Brummifahrer im Ausstand
Von Carmela Negrete
An diesem Montag wollen die Lkw-Fahrer in Spanien unbefristet in den Streik treten. Die Ankündigung weckte bei einigen im Land die Sorge, dass sich die Ereignisse vom März wiederholen könnten. Damals hatte ein 20tägiger Ausstand inklusive Straßenblockaden Engpässe nach sich gezogen. Allerdings scheint die Situation jetzt eine andere zu sein. Zum Streik aufgerufen hat eine »Plattform zur Verteidigung der Speditionsbranche«, die nur eine Minderheit mittlerer und kleiner Unternehmen sowie selbstständiger Lkw-Fahrer vertritt. Die größeren Berufsverbände und Gewerkschaften haben sich dem Aufruf nicht angeschlossen.
Zuvor hatten laut der Tageszeitung El País am 5. November 86 Prozent der befragten Provinzdelegierten der Plattform für die Aufnahme des unbefristeten Ausstandes gestimmt. Die Plattform fordert die Anwendung eines eigentlich im August in Kraft getretenen Gesetzes sowie mehr Kontrollen seitens der Arbeitsinspektion. Die neue Norm war nach dem Streik im März zwischen dem größten Speditionsverband CNTC und dem Transportministerium ausgehandelt worden. Sie soll garantieren, dass Unternehmen nicht mit Verlusten arbeiten, was bei Lieferungen für große Händler passieren kann, mit denen vertraglich ein Fixpreis festgelegt wurde.
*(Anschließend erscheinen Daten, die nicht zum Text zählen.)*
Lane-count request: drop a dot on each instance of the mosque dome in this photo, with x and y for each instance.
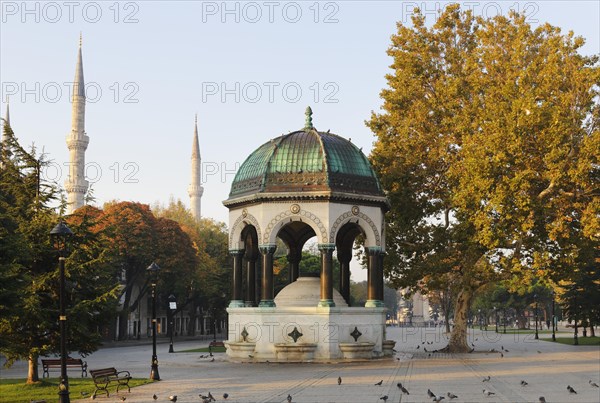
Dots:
(305, 291)
(306, 160)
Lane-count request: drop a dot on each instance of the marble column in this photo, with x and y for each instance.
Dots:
(374, 279)
(236, 291)
(267, 295)
(326, 275)
(344, 259)
(294, 265)
(251, 281)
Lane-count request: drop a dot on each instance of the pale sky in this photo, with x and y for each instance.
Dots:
(249, 69)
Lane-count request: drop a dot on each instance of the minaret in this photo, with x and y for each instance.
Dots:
(2, 138)
(77, 142)
(195, 190)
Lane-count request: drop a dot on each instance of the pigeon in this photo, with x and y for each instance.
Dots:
(402, 388)
(488, 393)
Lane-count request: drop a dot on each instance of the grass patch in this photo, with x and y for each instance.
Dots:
(583, 341)
(203, 350)
(17, 391)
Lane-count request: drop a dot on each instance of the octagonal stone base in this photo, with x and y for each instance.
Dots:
(357, 350)
(295, 352)
(327, 328)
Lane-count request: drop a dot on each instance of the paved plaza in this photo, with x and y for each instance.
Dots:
(547, 368)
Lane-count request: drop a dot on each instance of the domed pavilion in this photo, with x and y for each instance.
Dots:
(294, 187)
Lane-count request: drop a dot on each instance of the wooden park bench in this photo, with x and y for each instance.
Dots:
(104, 377)
(54, 363)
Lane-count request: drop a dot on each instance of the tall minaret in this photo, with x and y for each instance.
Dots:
(2, 138)
(77, 142)
(195, 190)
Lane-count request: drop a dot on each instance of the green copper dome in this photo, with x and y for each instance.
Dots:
(306, 161)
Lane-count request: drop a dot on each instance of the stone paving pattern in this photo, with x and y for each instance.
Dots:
(547, 367)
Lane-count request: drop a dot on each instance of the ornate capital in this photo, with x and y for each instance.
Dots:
(267, 249)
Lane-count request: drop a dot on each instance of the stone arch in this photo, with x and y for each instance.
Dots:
(373, 238)
(235, 234)
(270, 234)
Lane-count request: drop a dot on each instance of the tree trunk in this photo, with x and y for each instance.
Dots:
(32, 373)
(458, 338)
(193, 316)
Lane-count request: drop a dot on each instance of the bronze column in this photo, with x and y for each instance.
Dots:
(236, 292)
(326, 275)
(267, 278)
(374, 279)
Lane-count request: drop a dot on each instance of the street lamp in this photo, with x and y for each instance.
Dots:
(553, 318)
(172, 308)
(152, 271)
(496, 319)
(59, 235)
(536, 333)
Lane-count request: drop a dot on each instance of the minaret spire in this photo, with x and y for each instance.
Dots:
(7, 117)
(195, 189)
(2, 137)
(77, 141)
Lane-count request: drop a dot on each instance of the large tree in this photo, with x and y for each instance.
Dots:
(487, 147)
(29, 296)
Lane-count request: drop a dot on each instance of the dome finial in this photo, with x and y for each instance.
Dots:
(308, 121)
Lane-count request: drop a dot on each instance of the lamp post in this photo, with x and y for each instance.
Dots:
(553, 318)
(59, 235)
(172, 308)
(496, 319)
(152, 271)
(536, 333)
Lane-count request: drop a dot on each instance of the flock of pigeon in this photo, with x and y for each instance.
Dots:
(434, 397)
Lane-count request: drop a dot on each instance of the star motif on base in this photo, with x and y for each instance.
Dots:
(356, 333)
(295, 334)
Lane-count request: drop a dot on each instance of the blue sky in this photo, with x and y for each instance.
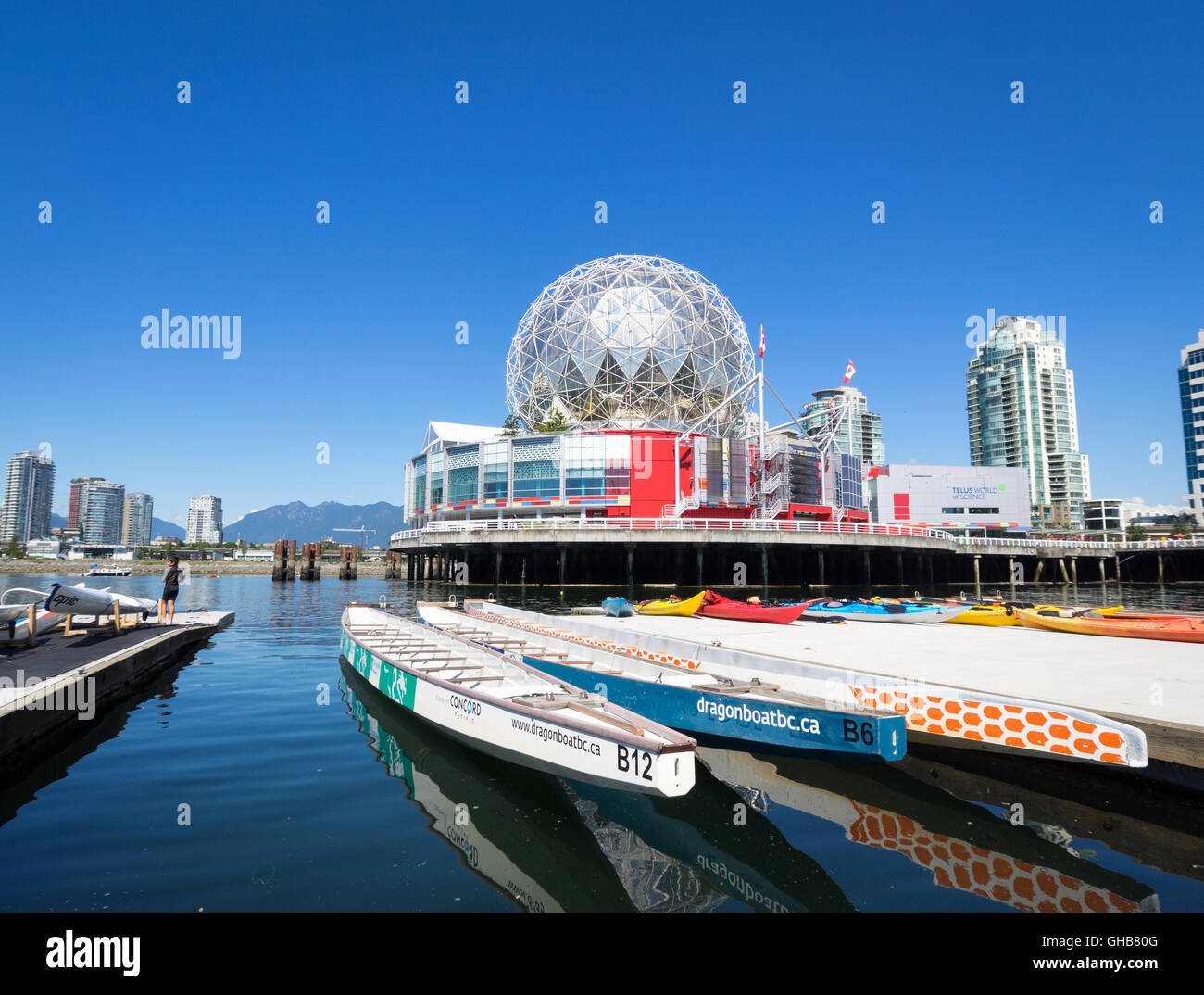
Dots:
(445, 212)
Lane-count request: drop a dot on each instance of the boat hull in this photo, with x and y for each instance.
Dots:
(530, 739)
(16, 628)
(954, 715)
(750, 722)
(717, 606)
(909, 616)
(1167, 629)
(686, 607)
(88, 601)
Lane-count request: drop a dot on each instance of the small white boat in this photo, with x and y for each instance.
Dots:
(15, 605)
(82, 600)
(509, 710)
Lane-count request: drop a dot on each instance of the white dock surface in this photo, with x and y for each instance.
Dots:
(1155, 686)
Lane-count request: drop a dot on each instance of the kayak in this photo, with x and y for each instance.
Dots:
(81, 600)
(618, 607)
(1138, 626)
(749, 713)
(959, 717)
(991, 613)
(686, 607)
(717, 606)
(15, 606)
(868, 611)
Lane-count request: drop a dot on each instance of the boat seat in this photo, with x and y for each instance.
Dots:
(735, 686)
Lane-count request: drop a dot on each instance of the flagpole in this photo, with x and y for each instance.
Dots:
(761, 418)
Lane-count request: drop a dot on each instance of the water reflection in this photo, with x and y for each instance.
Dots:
(553, 845)
(962, 846)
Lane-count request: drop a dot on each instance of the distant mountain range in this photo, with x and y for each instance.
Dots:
(157, 526)
(300, 522)
(312, 524)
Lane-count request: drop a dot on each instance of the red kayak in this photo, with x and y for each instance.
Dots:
(717, 606)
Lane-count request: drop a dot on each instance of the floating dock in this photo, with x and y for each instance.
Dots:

Zudem wurden nach den Protesten im März umfangreiche Hilfen für die Speditionsbranche festgelegt. So sieht ein entsprechendes Dekret direkte Zahlungen von insgesamt rund 450 Millionen Euro vor, hinzu kommen Nothilfen für die Unternehmen in Höhe von einer Milliarde Euro. Bis Ende des Jahres subventioniert der spanische Staat die Spediteure mit einem Rabatt auf Kraftstoff, der bei 20 Cent pro Liter liegt.
Mehrere Unternehmen klagen jedoch, dass die Hilfen angesichts der schlechten Wirtschaftslage nicht ausreichten. So zitierte El País den Vorsitzenden der Plattform, Manuel Hernández, vor einer Woche mit der Aussage, die Kosten für die Spediteure seien in diesem Jahr bereits um 30 Prozent gestiegen. Das führe dazu, dass sich jeden Tag Tragödien abspielten – »es gibt sogar Fälle von Selbstmord«. Transportministerin Raquel Sánchez vom sozialdemokratischen PSOE bezeichnete den Streikaufruf hingegen als »sinnlos« und erklärte, die Regierung habe »alle Verpflichtungen erfüllt«. Auch der größte Unternehmerverband im Speditionswesen, der Spanische Verband für Güterverkehr (CETM), lehnt den Ausstand ab, da er zu weiteren Engpässen und Preissteigerungen führen könne.
Kritiker des Protests vermuten ohnehin eine andere Motivation bei den Protestierenden. Bereits im März hatten Gerüchte die Runde gemacht, den Streikenden gehe es in erster Linie darum, die Regierungskoalition in Madrid zu schwächen – obwohl deren zuständige Politiker die Notwendigkeit anerkannten, den Lkw-Fahrern sowie kleinen und mittleren Speditionsunternehmen unter die Arme zu greifen. Äußerungen des damaligen Plattform-Sprechers José Fernández, hinter US-Präsident Joseph Biden stehe der »satanische Zionismus«, nährten die Vermutung. Auch der derzeitige Vorsitzende Hernández soll laut dem Onlineportal El Plural Verbindungen zu Ultrarechten haben. Die extrem rechte Partei Vox unterstützt die Proteste.